Talking before the first night, Pat pointed out that preview audiences have had no trouble understanding the necessary political background: our comparative ignorance of the Mandate is an added attraction, rather than a difficulty. For her it’s a key period:

“I have had a lot of involvement with Jerusalem over the years, but I knew very little about the Mandate period. That’s why I read so much about it. Once you know about it, it makes sense of everything. Britain left such a mark on the place. I thought it was interesting to observe the last burst of colonialism and to see the British confronted with a situation they thought they could resolve quite easily, but which was much too complicated and difficult. They more or less left in disgrace, having failed in their mission to restore order. People now are finding all sorts of contemporary parallels in the play which I must say I didn’t have in my mind when I wrote it, but they are interesting – the thing of being somewhere where you think you are needed to restore order and finding that you are actually aggravating the situation, but find it difficult to leave – at what point do you actually leave?

“I homed in on this period two years before the end of the Mandate when this incident, the bombing of the King David Hotel, was almost the beginning of the end. It was such a shocking event and the Mandate was already very unpopular in Britain because so many people were being killed and it was so expensive. It’s important because aspects of the present situation were created at that time. The British aggravated the situation because they made promises to both sides and raised expectations that it was impossible to deliver.”

It’s noticeable that Pat Rowe always refers to the British as “they” or “them”, but Jerusalem Tango is in no sense an anti-British play: she seems to have sympathy with the people of all sides. Though the characters in the play are all British or Jewish, she makes the point that an Arab, frequently referred to, though never on stage, is one of the nobler characters. There is no political agenda, the play is not didactic, but the tensions, confusions and contradictions of 1946 Jerusalem add resonance to what is essentially a simple story.
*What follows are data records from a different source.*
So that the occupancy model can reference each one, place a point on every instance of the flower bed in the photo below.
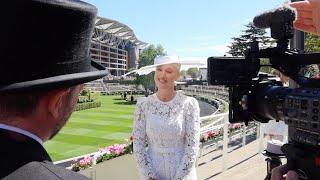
(217, 134)
(87, 105)
(103, 154)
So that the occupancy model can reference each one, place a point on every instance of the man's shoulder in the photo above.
(44, 170)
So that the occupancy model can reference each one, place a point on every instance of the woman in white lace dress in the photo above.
(168, 122)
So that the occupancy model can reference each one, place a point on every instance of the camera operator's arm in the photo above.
(308, 16)
(280, 171)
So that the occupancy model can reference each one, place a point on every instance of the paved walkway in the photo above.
(244, 163)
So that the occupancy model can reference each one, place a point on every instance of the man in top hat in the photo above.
(44, 60)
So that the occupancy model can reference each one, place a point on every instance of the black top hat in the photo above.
(45, 44)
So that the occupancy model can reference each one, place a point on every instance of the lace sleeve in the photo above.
(192, 136)
(139, 138)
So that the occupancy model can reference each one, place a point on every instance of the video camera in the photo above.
(254, 96)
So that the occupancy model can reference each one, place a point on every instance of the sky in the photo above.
(190, 29)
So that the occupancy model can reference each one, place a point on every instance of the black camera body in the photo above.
(254, 96)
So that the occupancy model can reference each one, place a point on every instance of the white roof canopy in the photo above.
(114, 33)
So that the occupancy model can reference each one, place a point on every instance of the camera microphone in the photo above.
(275, 16)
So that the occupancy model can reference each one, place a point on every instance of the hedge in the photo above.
(87, 105)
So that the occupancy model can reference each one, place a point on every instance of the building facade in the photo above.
(115, 46)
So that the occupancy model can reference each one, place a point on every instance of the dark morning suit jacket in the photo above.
(24, 158)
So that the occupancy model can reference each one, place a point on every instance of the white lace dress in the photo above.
(171, 130)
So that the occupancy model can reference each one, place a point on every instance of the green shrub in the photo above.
(87, 105)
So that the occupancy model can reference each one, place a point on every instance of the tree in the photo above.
(251, 33)
(193, 72)
(147, 58)
(312, 43)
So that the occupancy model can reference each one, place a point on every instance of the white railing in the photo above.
(222, 121)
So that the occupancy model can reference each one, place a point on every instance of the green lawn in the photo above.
(88, 130)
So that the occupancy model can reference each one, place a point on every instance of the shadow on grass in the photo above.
(125, 103)
(117, 99)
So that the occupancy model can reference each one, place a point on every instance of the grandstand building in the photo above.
(115, 46)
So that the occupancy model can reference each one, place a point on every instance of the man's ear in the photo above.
(55, 99)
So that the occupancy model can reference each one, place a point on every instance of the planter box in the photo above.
(123, 167)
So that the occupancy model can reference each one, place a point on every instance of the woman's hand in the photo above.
(308, 16)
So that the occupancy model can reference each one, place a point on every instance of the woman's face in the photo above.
(165, 76)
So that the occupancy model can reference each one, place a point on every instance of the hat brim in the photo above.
(96, 71)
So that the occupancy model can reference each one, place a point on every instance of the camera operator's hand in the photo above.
(279, 172)
(308, 16)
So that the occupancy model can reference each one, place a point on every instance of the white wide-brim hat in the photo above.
(162, 60)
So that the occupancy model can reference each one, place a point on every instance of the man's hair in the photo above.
(19, 104)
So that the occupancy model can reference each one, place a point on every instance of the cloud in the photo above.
(203, 37)
(218, 49)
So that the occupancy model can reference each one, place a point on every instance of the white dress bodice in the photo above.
(171, 131)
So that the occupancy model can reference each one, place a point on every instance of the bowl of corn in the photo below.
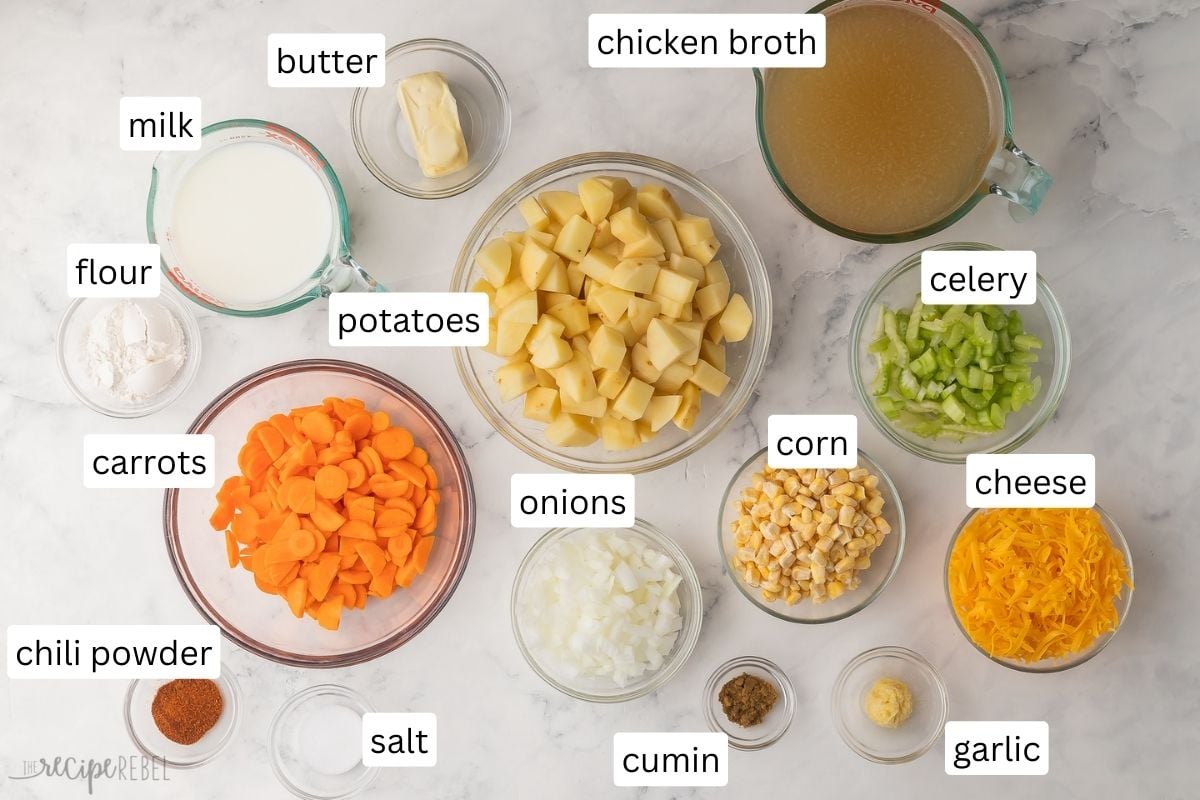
(811, 546)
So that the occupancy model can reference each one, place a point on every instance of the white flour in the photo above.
(133, 349)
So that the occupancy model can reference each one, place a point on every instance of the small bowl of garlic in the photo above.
(811, 545)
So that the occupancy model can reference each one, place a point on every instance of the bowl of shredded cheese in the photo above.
(1039, 589)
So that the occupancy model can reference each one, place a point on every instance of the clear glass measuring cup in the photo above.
(1011, 172)
(336, 272)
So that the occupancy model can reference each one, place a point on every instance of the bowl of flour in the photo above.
(127, 358)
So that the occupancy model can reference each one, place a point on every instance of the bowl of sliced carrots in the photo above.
(342, 519)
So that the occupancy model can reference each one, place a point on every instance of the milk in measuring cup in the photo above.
(251, 222)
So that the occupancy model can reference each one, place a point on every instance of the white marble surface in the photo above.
(1104, 95)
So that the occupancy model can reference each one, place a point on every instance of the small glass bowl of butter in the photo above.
(417, 151)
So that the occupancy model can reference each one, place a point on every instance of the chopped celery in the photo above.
(953, 371)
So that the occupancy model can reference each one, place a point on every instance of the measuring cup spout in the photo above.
(1014, 175)
(343, 274)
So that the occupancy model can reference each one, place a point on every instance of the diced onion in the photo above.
(601, 605)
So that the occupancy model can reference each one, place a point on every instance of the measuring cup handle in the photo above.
(346, 275)
(1014, 175)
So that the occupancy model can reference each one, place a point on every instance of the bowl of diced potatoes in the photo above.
(630, 313)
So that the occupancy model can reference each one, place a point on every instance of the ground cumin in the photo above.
(748, 698)
(185, 710)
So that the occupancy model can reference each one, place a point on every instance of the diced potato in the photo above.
(571, 431)
(510, 292)
(611, 382)
(574, 239)
(673, 378)
(714, 272)
(575, 380)
(634, 398)
(599, 265)
(689, 266)
(522, 310)
(660, 410)
(607, 348)
(597, 199)
(675, 286)
(655, 202)
(689, 407)
(514, 380)
(629, 226)
(612, 302)
(641, 312)
(534, 215)
(670, 239)
(544, 238)
(648, 246)
(510, 337)
(574, 278)
(736, 319)
(595, 408)
(693, 229)
(551, 353)
(541, 404)
(573, 314)
(486, 288)
(603, 235)
(561, 205)
(642, 366)
(712, 299)
(709, 378)
(556, 281)
(636, 275)
(619, 186)
(619, 434)
(495, 259)
(666, 343)
(713, 353)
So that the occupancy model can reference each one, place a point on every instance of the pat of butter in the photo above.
(432, 116)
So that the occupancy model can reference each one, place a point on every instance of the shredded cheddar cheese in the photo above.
(1036, 583)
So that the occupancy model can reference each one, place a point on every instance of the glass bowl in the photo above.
(262, 623)
(606, 691)
(774, 725)
(1051, 665)
(71, 342)
(151, 743)
(899, 287)
(885, 560)
(381, 132)
(745, 360)
(930, 705)
(287, 753)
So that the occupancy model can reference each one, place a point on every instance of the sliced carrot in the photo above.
(357, 529)
(331, 482)
(400, 547)
(355, 470)
(393, 443)
(421, 551)
(329, 614)
(372, 555)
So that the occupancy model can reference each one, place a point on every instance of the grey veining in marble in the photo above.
(1105, 95)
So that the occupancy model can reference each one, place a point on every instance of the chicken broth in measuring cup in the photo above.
(895, 132)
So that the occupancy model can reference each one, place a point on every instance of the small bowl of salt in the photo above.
(127, 358)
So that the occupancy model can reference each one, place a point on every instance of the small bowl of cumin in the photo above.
(751, 701)
(183, 723)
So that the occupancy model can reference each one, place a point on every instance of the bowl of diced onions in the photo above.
(606, 615)
(798, 571)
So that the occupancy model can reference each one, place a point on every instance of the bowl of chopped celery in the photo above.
(963, 379)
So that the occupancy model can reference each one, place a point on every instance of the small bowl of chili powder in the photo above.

The sense of authenticity is boosted by the fact that all the characters and events are based on fact, though they have been fictionalised and the names changed. The original for Sir Henry Gordon, the senior government figure, for instance, was a highly distinguished colonial administrator who was killed during the Malayan Emergency. The inspiration, however, came from humbler characters:

“During my reading I came across a love story. I read about a young British officer who was assassinated and at his funeral was this young Palestinian Jewish woman who had obviously been his great love – and I’ve just taken that relationship as a prism through which to see the complexity of the whole situation.”

Pat makes serious points about the political situation in 1940s Jerusalem: she is, for instance, suitably appalled at the remarkable crassness of the British Government’s reaction to Jewish refugees from Nazi Europe, returning shiploads of them because quotas had been exceeded. Equally, however, she savours the hedonism of those desperate days:

“One of the springboards was the fact that they used to gather in the King David Hotel which was the base of the Mandate secretariat and dance the tango. This to me was extraordinary: even at this violent time they were dancing the tango, though they were quite aware that the local girls were on the lookout for information.”

When Pat Rowe changed career from journalist to playwright, her first play to be produced, Toad, was staged by the New End Theatre, so Jerusalem Tango is, in a sense, a return to her first success: Toad won an Acorn Award and was broadcast with Imelda Staunton. Though many of her plays have contemporary settings, it’s interesting that her one taste of international success came with another love story in a historical wartime setting. Forbidden, set in 1940s Berlin, was produced at the Edinburgh Festival, then in Cleveland, Ohio, where Pat had a lesson in the comparative unimportance of the playwright during production:

“I managed to see it, but I’d had no involvement at all, and I thought, ‘They’re not going to understand it’, but in the end I liked it better than the one I was involved with – it was actually closer to what I intended.”

As for her next play, Pat is only willing to say that it will have a contemporary setting, though her fascination with Jerusalem continues: her first short story, recently published, takes place in the city, but in the present day.